What genetic disorders are included in newborn genetic screenings?

What are some of the most common aa metabolic disorders?

A

PKU ………………………..…80
Cystinuria………………………70
Hartnup’s disease……………40
Hyperprolinaemia……………20
Argininosuccinate aciduria…..4

67
Q

What molecules is creatine synthesized from?

How is creatine converted to phosphocreatine? What enzyme catalyzes this rxn and what is required?

In what organs and during what times is phosphocreatine used?

What does high levels in the blood of the enzyme used to create phospocreatine indicate?

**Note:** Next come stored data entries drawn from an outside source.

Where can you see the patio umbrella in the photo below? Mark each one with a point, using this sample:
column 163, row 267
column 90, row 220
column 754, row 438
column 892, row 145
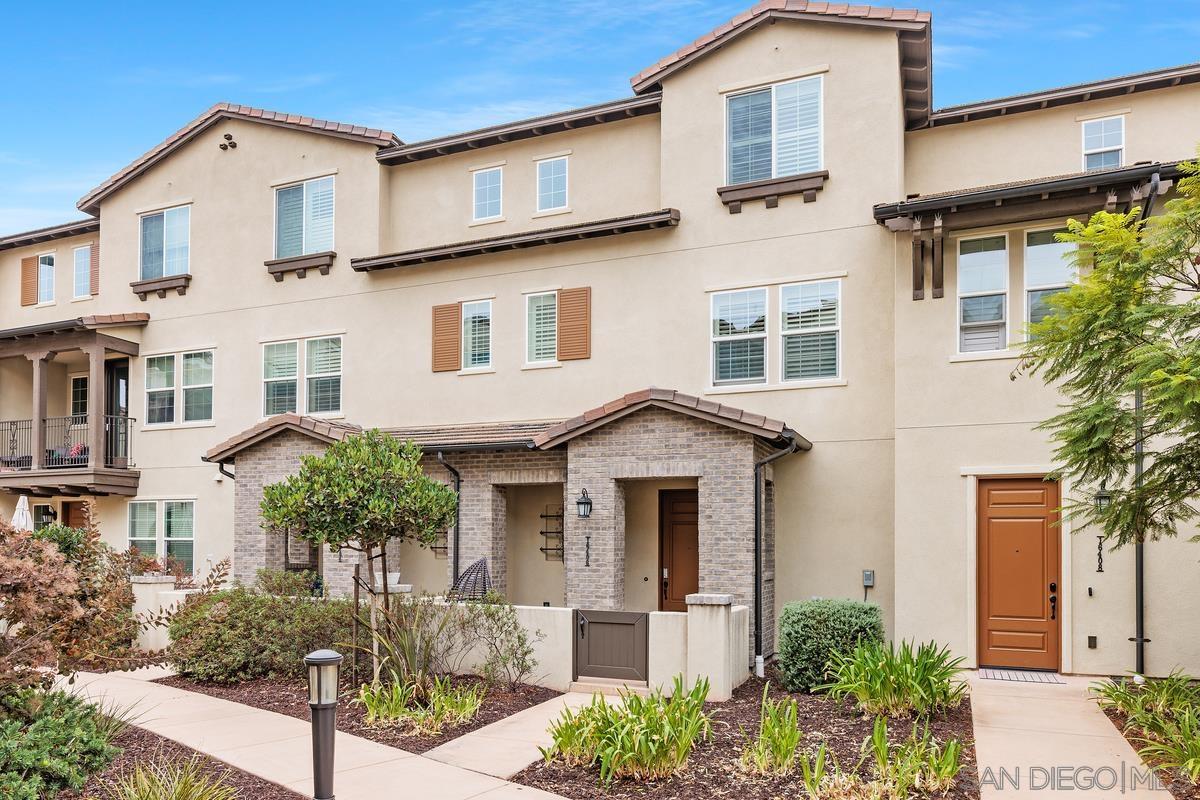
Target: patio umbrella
column 21, row 518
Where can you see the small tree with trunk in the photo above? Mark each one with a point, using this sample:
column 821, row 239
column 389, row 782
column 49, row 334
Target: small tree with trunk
column 1129, row 329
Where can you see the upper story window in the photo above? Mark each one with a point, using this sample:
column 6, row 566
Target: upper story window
column 1104, row 143
column 477, row 335
column 82, row 272
column 317, row 388
column 166, row 238
column 811, row 329
column 1048, row 271
column 487, row 190
column 541, row 328
column 739, row 337
column 983, row 294
column 552, row 184
column 774, row 132
column 304, row 218
column 46, row 278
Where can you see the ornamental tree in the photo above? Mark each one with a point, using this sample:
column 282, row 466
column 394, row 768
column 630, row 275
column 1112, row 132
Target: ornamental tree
column 1129, row 325
column 361, row 493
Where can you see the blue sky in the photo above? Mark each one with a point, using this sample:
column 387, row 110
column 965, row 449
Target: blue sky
column 87, row 88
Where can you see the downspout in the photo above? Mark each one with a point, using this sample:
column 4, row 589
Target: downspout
column 457, row 486
column 795, row 443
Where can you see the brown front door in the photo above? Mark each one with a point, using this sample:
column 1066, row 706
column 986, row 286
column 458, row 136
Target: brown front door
column 678, row 547
column 1019, row 558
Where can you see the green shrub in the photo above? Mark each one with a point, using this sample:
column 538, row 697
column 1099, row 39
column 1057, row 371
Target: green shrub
column 238, row 635
column 51, row 741
column 813, row 631
column 642, row 738
column 891, row 680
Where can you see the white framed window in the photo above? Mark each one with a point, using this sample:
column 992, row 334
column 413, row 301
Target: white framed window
column 774, row 131
column 166, row 242
column 487, row 186
column 163, row 528
column 82, row 272
column 541, row 328
column 179, row 380
column 739, row 336
column 810, row 324
column 983, row 294
column 477, row 335
column 304, row 217
column 1049, row 270
column 1103, row 143
column 46, row 278
column 312, row 385
column 552, row 184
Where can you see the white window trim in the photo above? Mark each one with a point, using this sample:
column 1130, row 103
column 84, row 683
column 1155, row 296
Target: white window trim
column 163, row 211
column 474, row 174
column 178, row 388
column 567, row 186
column 783, row 334
column 1083, row 140
column 960, row 295
column 774, row 126
column 543, row 362
column 713, row 338
column 304, row 228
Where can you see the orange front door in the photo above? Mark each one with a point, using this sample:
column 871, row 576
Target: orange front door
column 1020, row 605
column 678, row 547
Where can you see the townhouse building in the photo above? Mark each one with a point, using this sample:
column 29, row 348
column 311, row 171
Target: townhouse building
column 762, row 313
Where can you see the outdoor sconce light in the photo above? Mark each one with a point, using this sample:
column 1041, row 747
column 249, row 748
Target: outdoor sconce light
column 323, row 668
column 585, row 505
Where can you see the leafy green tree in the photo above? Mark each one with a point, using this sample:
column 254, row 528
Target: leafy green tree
column 1129, row 326
column 361, row 493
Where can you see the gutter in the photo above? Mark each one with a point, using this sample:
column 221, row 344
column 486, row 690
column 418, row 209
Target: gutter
column 795, row 443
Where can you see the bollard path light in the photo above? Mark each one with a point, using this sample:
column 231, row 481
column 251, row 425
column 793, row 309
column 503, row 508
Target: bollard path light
column 323, row 679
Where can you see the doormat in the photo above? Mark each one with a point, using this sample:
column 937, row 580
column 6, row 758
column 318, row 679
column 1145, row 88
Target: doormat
column 1021, row 675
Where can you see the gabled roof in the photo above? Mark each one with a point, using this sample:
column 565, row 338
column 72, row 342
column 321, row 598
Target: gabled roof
column 912, row 25
column 90, row 202
column 773, row 431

What is the amount of creatine in the body related to?

What is creatinine? How is creatinine ridded of by the body? In what disease do creatinine levels rise?

A
  • Creatine is produced from glycine, arginine, and SAM
  • An important energy store in skeletal muscle and in the brain, creatine phosphate (phosphocreatine) is used anaerobically to regenerate ATP from ADP in the first few seconds following an intense muscular or neuronal effort. In the process of its dephosphorylation, it forms creatine.
  • Conversely, excess ATP can be used during a period of low effort to convert creatine to phosphocreatine.

o Both reactions are catalyzed by several creatine kinases, which have muscle (M), brain (B) subunits, or both (MB). Presence of creatine kinase (CK-MB, MB for muscle/brain) in plasma is indicative of tissue damage and is used in the diagnosis of myocardial infarction. Serum levels are elevated within hours of MI and remain elevated for at least 2 days.

  • The amount of creatine in the body is related to muscle mass and a certain proportion is turned over every day.
  • A very small % of creatine is converted to creatinine, which is a waste product with no function, produced at a fairly constant rate by the body (depending upon muscle mass and kidney function). Creatinine is filtered out of the blood by the kidneys (although a small amount is actively secreted by the kidneys into the urine) and there is little or no tubular reabsoption. Therefore if kidney filtration is deficient, blood levels of creatinine rise. In kidney failure, creatinine rises as does blood urea nitrogen (BUN).